Administrative Law Judge Channing D. Strother’s order cited Stark’s and WIN’s history of failing to properly care for animals at the Charlestown, Ind. operation, blocking or interfering with inspectors, failing to keep customers at a safe distance from animals and failure to provide any veterinary care, which led to the “death of many animals”.

The order cited witnesses who reported that Stark abused or killed animals, including a leopard that Stark beat to death with a baseball bat, which Stark described in a hearing as “humane euthanasia”.

The order also cited the complaint of a father whose young daughter suffered a puncture bite from a juvenile tiger and had to be treated by a doctor. The bite occurred during the popular, Tiger Baby Playtime, when paying customers play with cub tigers.

A call placed to WIN yielded only a recorded message. No one responded to a message sent via Facebook. Stark’s attorney quit the case three weeks before the hearing on the complaint and Stark represented himself in the action.

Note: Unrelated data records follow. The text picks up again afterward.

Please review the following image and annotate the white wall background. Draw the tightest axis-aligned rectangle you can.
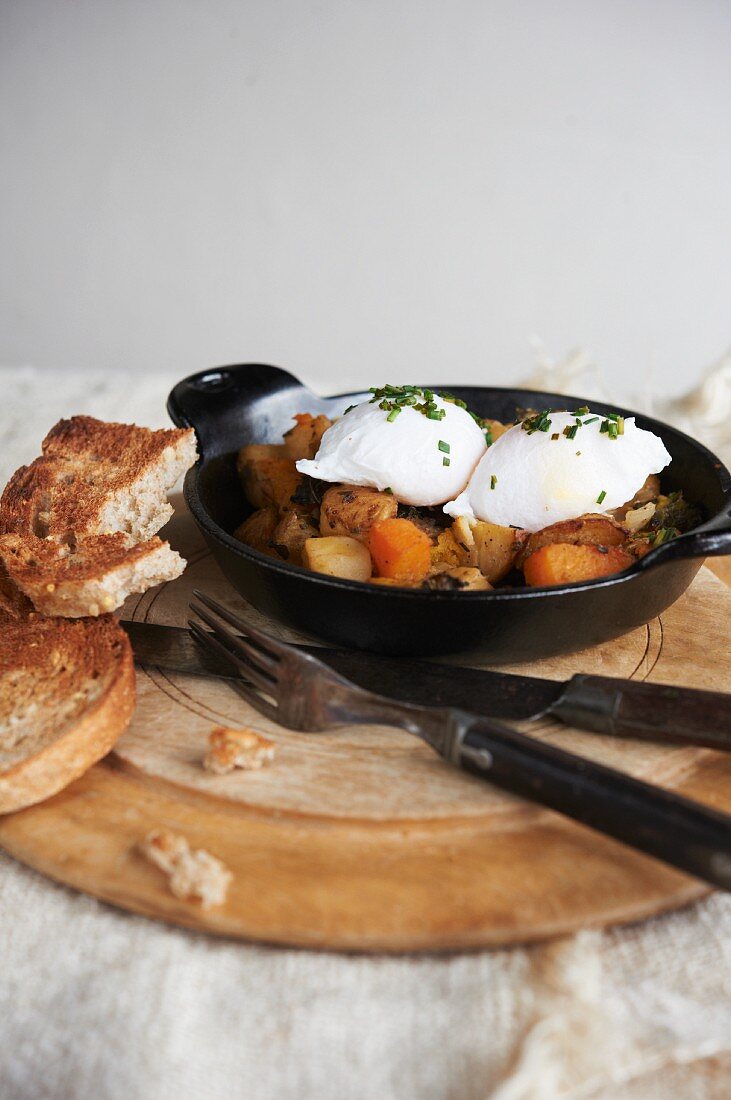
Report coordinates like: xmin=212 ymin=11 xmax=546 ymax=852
xmin=2 ymin=0 xmax=730 ymax=397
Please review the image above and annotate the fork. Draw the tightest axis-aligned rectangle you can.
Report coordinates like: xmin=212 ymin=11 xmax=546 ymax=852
xmin=189 ymin=590 xmax=731 ymax=891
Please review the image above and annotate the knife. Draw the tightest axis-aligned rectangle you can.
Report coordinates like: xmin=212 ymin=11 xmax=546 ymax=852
xmin=122 ymin=620 xmax=731 ymax=751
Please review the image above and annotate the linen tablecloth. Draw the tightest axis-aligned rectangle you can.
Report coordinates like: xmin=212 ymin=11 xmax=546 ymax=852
xmin=1 ymin=366 xmax=729 ymax=1100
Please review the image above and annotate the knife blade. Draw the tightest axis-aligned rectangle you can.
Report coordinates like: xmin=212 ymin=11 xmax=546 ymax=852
xmin=122 ymin=619 xmax=731 ymax=751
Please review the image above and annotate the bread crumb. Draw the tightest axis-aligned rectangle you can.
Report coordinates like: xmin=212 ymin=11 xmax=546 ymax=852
xmin=139 ymin=828 xmax=232 ymax=908
xmin=203 ymin=726 xmax=276 ymax=775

A November, 2014 investigation by the Kentucky Center for Investigative Reporting and WFPL News documented troubles at Stark’s operation. The reporting found that federal authorities had taken no steps against Stark and WIN at that point despite several years of repeat violations of federal regulations.

PETA, the animal rights group, issued a statement praising the revocation of Stark and WIN’S license and the fine.

“The USDA has effectively cut Stark off at the knees, preventing him from continuing to torment and exploit vulnerable lemurs, sloths, dogs, and other animals for a quick buck,” said Brittany Peet, PETA Foundation Director of Captive Animal Law Enforcement.